Patients are completely ignorant of the efforts and skills involved in giving prudent anaesthesia as usually the patients sleep when the anaesthesiologist do their job.
Whenever introduced to people as an anaesthesiologist I am often confronted with the question “what is it that I exactly do in the operation theatre?” 15 years of rigorous clinical work flash in front of my eyes. However, an informed patient and an experienced surgeon will be able to tell you what difference an able anaesthesiologist can make to your surgical experience. Sometimes in the most critical patients it can be amounting to the difference between life and death.
Meg Ryan rightfully quoted that the best thing about living in modern times is Anaesthesia. Before the advent of anaesthesia surgery was a gruesome experience with the patient tied with ropes or having the assistants grab the patient tightly during surgery. No heed was paid to the dreadful pain and imminent death following surgery.
Alcohol, opium and cannabis were the earliest compounds used to produce a state of euphoria during surgery. Technique of compressing an artery running in our neck known as the carotid artery to produce a temporary state of unconsciousness has been described in the Egyptian Scriptures. Other non-drug techniques involved hypnosis, nerve compression, using cold conditions and causing brain concussions to produce a relative state of unmindfullness.
There are many reasons why people are oblivious to this magical medical expertise which can put an alert person to sleep in seconds. For one in a healthcare setting the surgeon is the first point of contact for any patient scheduled for surgery. Interaction with the anaesthesiologist before surgery is often limited to a single visit for preoperative check-up.
Patients are completely ignorant of the efforts and skills involved in giving prudent anaesthesia as usually the patients sleep when the anaesthesiologist do their job. They wake up completely unaware and comfortable at the end of the surgical procedure.
An anaesthesiologist is a physician involved in patient care before, during and after surgery.

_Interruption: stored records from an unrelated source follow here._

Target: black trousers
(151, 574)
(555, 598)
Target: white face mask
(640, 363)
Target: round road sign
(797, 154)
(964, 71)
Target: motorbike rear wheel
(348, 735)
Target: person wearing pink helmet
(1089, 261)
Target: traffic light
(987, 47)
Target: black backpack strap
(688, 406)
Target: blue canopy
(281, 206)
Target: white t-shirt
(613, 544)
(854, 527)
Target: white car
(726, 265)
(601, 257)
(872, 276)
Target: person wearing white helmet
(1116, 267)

Before surgery the he makes sure that all investigations are done and assesses if the surgery can be performed safely. Also, he allays the anxiety of the patient by counselling and preparing the patient for the course after surgery.
The anaesthesiologist is by the side of the unaware patient during the surgery constantly giving titrated doses of anaesthetic gases, intermittent injections of medicines and pushing intravenous fluids. The anaesthesiologist is responsible for providing favourable conditions for the surgeon to perform a successful surgery. The responsibility of providing adequate pain relief after surgery too lies mainly on the anaesthesiologist.

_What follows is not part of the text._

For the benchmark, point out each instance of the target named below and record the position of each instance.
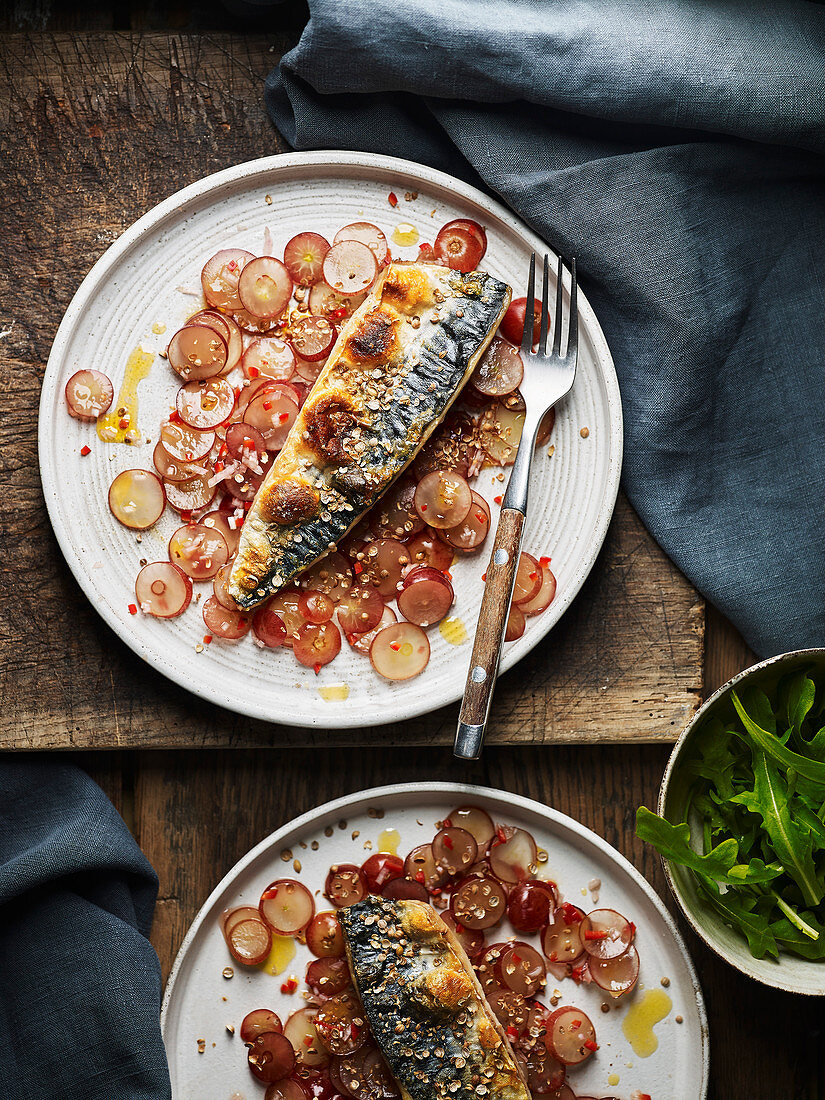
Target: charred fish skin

Pain management starts before surgery by proper counselling of the patient and planning of meth
ods for pain relief during and after surgery. After surgery, the anaesthetist and the surgeon collectively give instructions ensuring the patients smooth recovery and a timely discharge without any complications.
In COVID times because of the ability to intubate a patient required to be put on ventilator anaesthesiologist -the unsung heroes have come into limelight. Due to the skill set that they possess anaesthesiologist often work as intensivist in the ICU and independently as pain physicians. Moreover, in times of crisis the anaesthetist takes the lead in the operation theatre while the surgeon continues to quickly complete the surgery. Anaesthesia as a medical speciality essentially revolves around ensuring patient safety despite all odds.
Anaesthesia in my view is one of the greatest gift of man to mankind. If you ever need to lie down on the operation table, take a close look at the doctor at the head end responsible to take you through a remarkable journey of lost time.
--Dr Ichha Kaur/Gurugram
(The author is a guest contributor and Former Senior Consultant at Max Gurgaon. Presently working as a free lancing anaesthesiologist at Gurugram)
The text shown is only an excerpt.